I think I see the issue. My prediction -> two threads will come along at the same time, one adding, one removing, as the num_flows is at 1. Because they aren't using atomic reads/writes, they will end up crossing each other's path and it will end up calling mtk_flow_remove and leave num_flows at 1 forever more. Thus it will never call mtk_flow_add again.

If that is the case, simply moving the mutex acquire up a line will fix it. We'll have to fix it in the mediatek ethernet driver (I think that's what mtk_wed.c is part of?).

_FailSafe · March 17, 2023, 7:24pm

Man you work fast! I appreciate that you found that link--I'm going to give it a deep look here in a moment.

I think your prediction sounds pretty reasonable, but this seems odd to me in light of this:

"AP-1" when I noticed flows stop offloading:

root@AP-1:~# dmesg | grep WED
[    7.583905] mt7915e 0000:01:00.0: WED start at IRQ mask
[   33.557084] mt7915e 0000:01:00.0: WED offload enable
[12597.160106] mt7915e 0000:01:00.0: WED offload disable
...
[12671.469181] mt7622-wmac 18000000.wmac: done sta_remove=0x00000000835e7868

It has stopped indicating offloaded flows, though they were visible for the first ~3.5 hours of operation. I literally only had the single pair of offload enable/disable messages on that AP. My other two APs have dozens of pairs of enable/disable messages and as far as I can tell, they're still offloading even now.

Brain2000 · March 17, 2023, 8:09pm

So that "WED offload disable" was the last WED message?

Brain2000 · March 17, 2023, 8:28pm

Let's give it a quick try, in the OpenWRT build server:

cd openwrt/build_dir/target-aarch64_cortex-a53_musl/linux-mediatek_mt7622/linux-5.15.98/drivers/net/ethernet/mediatek

gedit mtk_wed.c, line 1712

	if (hw->num_flows) {
		hw->num_flows++;
		return 0;
	}

	mutex_lock(&hw_lock);   <----- move this above the if (hw->numflows) statement

so it looks like this:

	mutex_lock(&hw_lock);

	if (hw->num_flows) {
		hw->num_flows++;
		return 0;
	}

then on line 1741:

	if (--hw->num_flows)
		return;

	mutex_lock(&hw_lock);  <--- same thing, move this up

so it looks like this:

	mutex_lock(&hw_lock);

	if (--hw->num_flows)
		return;

cd back to the openwrt folder and run:
make world

Don't try and run any of the clean/downloads etc... or it will overwrite your temporary change.

_FailSafe · March 17, 2023, 8:49pm

I'm going to give this a shot, but shouldn't we go out: to unlock the mutex instead of return 0?

e.g.

	mutex_lock(&hw_lock);
	
	if (hw->num_flows) {
		hw->num_flows++;
		ret = 0;
		goto out;
	}
	...
out:
	mutex_unlock(&hw_lock);

	return ret;

Brain2000 · March 17, 2023, 9:47pm

Oh yes! How'd I miss that. Good eye.

umayer · March 18, 2023, 12:02pm

@Brain2000 @_FailSafe I'm watching your debug session in awe
I very much look forward to running snapshot with these fixes.
Thanks a bunch for spending the time and getting to the bottom of it.

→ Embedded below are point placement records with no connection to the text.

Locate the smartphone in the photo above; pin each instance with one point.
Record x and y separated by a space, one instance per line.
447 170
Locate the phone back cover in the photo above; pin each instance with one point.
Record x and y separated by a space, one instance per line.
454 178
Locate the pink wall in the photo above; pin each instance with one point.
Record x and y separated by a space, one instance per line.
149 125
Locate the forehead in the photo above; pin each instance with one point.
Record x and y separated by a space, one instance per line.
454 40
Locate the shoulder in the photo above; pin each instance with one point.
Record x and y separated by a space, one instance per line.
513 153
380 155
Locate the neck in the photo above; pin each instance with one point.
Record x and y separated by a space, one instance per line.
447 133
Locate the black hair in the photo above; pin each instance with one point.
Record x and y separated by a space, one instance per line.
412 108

PolynomialDivision · March 18, 2023, 2:19pm

I applied everything sequential and see if mesh is crashing starting from encryption until enabling mesh_fwding. And now after I enabled meh_fwding the mesh is not crashing anymore since more than an hour. I will wait a bit to be sure but now looks promising. However, actually I don't want to have mesh_fwding enabled because I use olsr and babeld for routing. But at least I have now some clue what's breaking.

Brain2000 · March 18, 2023, 7:59pm

I found a different crash this morning. This time when the mt76 device is unregistering, which luckily does not happen very often:

<7>[79555.951003] Call trace:
<7>[79555.953443]  eth_type_trans+0x44/0x19c
<7>[79555.957189]  ieee80211_rx_list+0x1cc/0xbcc [mac80211]
<7>[79555.962273]  mt76_rx_complete+0x20c/0x40c [mt76]
<7>[79555.966896]  mt76_rx_poll_complete+0x2c8/0x4f0 [mt76]
<7>[79555.971949]  mt76_dma_rx_poll+0x2a4/0x4f0 [mt76]
<7>[79555.976568]  mt7615_unregister_device+0x404/0x560 [mt7615e]
<7>[79555.982140]  __napi_poll+0x54/0x1b0
<7>[79555.985627]  napi_threaded_poll+0x84/0xe4
<7>[79555.989633]  kthread+0x11c/0x130
<7>[79555.992858]  ret_from_fork+0x10/0x20
<0>[79555.996434] Code: 91003880 f9006440 f9419020 f9400083 (f9400000)
<4>[79556.002522] ---[ end trace 2d1d109d5542bc4f ]---

I remember seeing this crash last month and I have some ideas what it might be, but I need to add some logging around it to find a way to reproduce it on demand.